Debe ser, muy probablemente, la única designación femenina que posee un valor incuestionable, incluso para la jerarquía eclesiástica e incluso para los sectores más conservadores del Cristianismo católico de rito romano. La designación masculina existe también: el pueblo de Dios. Sin embargo, esta expresión no ha logrado suplantar a aquélla; es más, en la medida en que «pueblo de Dios» deja algún rastro de Democracia oculta en la propia designación, no ha interesado que sustituya al de «Santa Madre Iglesia» que parece contener consigo la estructura grandilocuente, jerarquizada y piramidal que sigue conservando esta institución, si no de constitución humana (que no quiero entrar ahora en esta polémica), sí, al menos, formada por seres humanos y que lejos de ser los paladines de la equidad, de la justicia social y de la sororidad desde sus más altas esferas, aparece ante muchos sectores de nuestra sociedad como un muro patriarcal autoritario e infranqueable ante determinadas cuestiones reales y muy urgentes de nuestro tiempo. Así que ya tenemos la contradictio in terminis montada: pueblo De Dios, masculino sí, pero incluye democracia; Santa Madre Iglesia, femenino sí, pero etéreo y en absoluto democrático.

Lo masculino y lo femenino se encuentran hoy, sin duda, en el debate social, cultural, económico, lingüístico y también en el debate religioso. Este último es el que me interesa comentar en las líneas que siguen, sobre todo para dejar algunas cuestiones abiertas para la reflexión de los lectores y de aquellos creyentes católicos a quienes pueda interesar.

Lo masculino y lo femenino constituyen el trasfondo del documento «Varón y mujer los creó. Para una vía de diálogo sobre la cuestión del gender en la Educación», publicada este mismo año por la Congregación para la Educación Católica (organismo de la Curia Vaticana). Quiero aclarar que algunas partes del documento me parecen realmente interesantes y positivas; pero, de entrada, ya me ha parecido curioso y sintomático que para explicar una cuestión tan actualísima y que atañe a lo más profundo e íntimo de las personas como es su afectividad y su sexualidad, haya en dicho documento más referencias a las doctrinas de Juan Pablo II y Benedicto XVI que referencias al papa actual. No quiero decir con esto que haya que negar la autoridad de los dos papas antecesores del actual, pero sí podría significar un claro indicio de que no hay una pretensión de avanzar y de dialogar, sino más bien de retroceder y de cerrar las puertas al diálogo (aunque en el título del documento aparezca este término) con tantas y tantos creyentes profundos, miembros de la Iglesia, hijas e hijos de Dios que se manifiestan claramente desamparados y rechazados por la jerarquía eclesiástica que, desde mi modesta opinión, más tiene que callar y que modificar ciertas conductas que corregir las de los demás.
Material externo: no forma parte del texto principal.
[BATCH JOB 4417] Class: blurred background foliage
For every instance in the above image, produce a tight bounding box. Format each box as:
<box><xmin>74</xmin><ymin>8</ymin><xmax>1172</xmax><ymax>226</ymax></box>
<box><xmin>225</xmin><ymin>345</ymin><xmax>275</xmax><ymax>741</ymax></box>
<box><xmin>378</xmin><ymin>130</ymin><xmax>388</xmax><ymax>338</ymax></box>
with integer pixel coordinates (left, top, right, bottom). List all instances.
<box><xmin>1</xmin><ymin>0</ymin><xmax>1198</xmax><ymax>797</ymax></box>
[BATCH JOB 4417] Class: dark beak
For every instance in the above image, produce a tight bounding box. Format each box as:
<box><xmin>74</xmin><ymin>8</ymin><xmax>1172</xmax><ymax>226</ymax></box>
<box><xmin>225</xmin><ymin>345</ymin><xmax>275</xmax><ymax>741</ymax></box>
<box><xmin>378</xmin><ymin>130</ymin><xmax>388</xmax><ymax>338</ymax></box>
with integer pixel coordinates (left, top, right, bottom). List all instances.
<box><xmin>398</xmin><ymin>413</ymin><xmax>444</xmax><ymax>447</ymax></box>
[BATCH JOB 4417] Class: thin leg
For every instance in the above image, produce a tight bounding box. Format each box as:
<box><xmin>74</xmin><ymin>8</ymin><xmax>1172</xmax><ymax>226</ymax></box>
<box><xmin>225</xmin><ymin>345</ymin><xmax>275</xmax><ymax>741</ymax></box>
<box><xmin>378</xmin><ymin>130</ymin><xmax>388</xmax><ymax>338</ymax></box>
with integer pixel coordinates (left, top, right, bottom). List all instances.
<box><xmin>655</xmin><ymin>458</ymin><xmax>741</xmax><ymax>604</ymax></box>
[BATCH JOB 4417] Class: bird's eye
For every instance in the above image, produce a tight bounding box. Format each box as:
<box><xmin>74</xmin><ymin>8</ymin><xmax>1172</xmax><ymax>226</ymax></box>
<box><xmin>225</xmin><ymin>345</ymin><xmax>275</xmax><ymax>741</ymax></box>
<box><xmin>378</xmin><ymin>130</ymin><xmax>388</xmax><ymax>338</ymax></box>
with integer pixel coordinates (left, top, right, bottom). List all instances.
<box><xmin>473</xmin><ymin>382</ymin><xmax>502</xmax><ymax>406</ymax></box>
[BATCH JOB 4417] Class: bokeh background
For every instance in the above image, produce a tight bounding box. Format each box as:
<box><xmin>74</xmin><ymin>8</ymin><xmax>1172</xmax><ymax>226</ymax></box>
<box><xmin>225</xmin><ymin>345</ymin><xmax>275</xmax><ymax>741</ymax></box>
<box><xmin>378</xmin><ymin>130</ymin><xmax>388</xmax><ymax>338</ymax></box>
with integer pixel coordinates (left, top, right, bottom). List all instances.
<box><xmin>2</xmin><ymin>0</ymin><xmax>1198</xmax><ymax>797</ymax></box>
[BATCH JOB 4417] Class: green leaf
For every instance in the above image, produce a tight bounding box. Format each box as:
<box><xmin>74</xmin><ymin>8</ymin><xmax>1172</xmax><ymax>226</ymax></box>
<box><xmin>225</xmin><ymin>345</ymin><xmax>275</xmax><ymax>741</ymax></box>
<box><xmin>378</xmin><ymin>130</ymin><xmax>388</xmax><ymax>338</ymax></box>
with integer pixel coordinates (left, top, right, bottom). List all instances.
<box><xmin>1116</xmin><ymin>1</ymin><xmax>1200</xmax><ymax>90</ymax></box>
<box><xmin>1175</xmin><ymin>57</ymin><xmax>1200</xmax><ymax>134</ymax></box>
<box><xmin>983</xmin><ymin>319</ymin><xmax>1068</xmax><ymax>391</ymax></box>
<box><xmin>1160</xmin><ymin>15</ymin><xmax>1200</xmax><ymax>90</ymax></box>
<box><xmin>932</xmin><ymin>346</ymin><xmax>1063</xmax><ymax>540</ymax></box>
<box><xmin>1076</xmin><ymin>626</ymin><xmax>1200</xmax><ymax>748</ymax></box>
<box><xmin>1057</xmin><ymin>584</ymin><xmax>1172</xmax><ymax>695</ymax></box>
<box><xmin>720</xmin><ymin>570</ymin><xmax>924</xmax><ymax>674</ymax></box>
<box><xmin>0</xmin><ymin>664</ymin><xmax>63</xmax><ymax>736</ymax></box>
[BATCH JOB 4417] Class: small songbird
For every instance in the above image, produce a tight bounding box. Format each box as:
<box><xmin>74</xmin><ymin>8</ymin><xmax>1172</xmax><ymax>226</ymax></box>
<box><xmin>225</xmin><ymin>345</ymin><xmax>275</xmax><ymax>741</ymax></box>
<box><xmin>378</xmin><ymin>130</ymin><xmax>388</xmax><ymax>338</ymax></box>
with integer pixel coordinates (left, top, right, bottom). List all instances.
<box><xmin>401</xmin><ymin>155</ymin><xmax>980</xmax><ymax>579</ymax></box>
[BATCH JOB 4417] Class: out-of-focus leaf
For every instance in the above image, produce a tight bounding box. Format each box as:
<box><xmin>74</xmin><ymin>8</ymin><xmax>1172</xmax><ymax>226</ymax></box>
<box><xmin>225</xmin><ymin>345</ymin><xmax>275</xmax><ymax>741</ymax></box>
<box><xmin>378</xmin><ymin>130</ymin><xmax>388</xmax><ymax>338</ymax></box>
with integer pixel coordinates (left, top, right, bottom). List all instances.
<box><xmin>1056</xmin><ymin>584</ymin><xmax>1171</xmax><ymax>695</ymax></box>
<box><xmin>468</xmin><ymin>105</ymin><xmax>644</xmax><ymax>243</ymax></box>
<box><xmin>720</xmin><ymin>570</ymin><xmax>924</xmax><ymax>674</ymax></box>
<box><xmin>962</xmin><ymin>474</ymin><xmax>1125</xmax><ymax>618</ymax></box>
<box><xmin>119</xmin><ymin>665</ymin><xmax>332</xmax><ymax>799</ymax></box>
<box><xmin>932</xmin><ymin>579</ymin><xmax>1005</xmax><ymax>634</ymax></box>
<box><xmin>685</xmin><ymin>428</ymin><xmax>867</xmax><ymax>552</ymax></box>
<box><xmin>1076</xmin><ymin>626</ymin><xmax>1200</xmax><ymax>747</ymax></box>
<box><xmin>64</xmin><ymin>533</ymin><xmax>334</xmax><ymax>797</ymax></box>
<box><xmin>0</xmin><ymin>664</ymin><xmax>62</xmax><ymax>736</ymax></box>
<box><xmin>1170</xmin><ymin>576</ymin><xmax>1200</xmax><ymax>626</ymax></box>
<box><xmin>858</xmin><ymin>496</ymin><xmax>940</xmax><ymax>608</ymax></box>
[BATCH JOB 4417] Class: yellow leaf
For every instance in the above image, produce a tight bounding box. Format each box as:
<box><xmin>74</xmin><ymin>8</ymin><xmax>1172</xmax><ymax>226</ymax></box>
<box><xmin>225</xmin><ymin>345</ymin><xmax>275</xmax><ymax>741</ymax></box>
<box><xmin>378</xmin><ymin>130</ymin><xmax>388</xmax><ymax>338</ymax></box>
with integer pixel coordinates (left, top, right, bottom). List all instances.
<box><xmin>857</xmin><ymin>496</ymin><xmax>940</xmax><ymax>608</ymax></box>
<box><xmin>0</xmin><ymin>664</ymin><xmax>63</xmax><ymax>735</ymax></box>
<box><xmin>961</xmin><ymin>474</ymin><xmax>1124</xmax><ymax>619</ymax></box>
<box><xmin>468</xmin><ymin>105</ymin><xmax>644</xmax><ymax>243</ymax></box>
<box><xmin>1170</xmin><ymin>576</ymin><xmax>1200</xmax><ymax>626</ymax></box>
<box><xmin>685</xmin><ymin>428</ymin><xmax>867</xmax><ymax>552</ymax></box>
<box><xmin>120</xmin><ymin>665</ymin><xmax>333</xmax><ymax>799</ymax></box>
Otra cuestión que me llama poderosamente la atención es que la jerarquía eclesiástica, para hablar de la cuestión del género, tenga que tildar de ideología todo aquello que no entre dentro de sus parámetros de comprensión. Pensar de forma diferente no es pensar ideológicamente. La comprensión de la humanidad y de lo humano no sólo no es únicamente católica sino que ni siquiera tiene que ser fruto de la liquidez y fluidez posmodernas como se cita en el documento. Pero incluso más que todo esto me preocupa que se esté volviendo a una antropología cristiana cuya fuente primordial o esencial esté fundamentada en el relato de la Creación del Génesis, es decir, estamos volviendo nuevamente a una teoría creacionista que poco o nada tiene ya que explicar en una realidad como la que vivimos en el siglo XXI. Ni para explicar los orígenes de esto que llamamos Universo ni para explicar cómo debieran ser las relaciones afectivo-sexuales entre los seres humanos. Ya se encarga la Ética de eso y qué bien les vendría a algunos miembros de la Santa Madre Iglesia tomar apuntes para evitar algunas desviaciones nada ejemplares.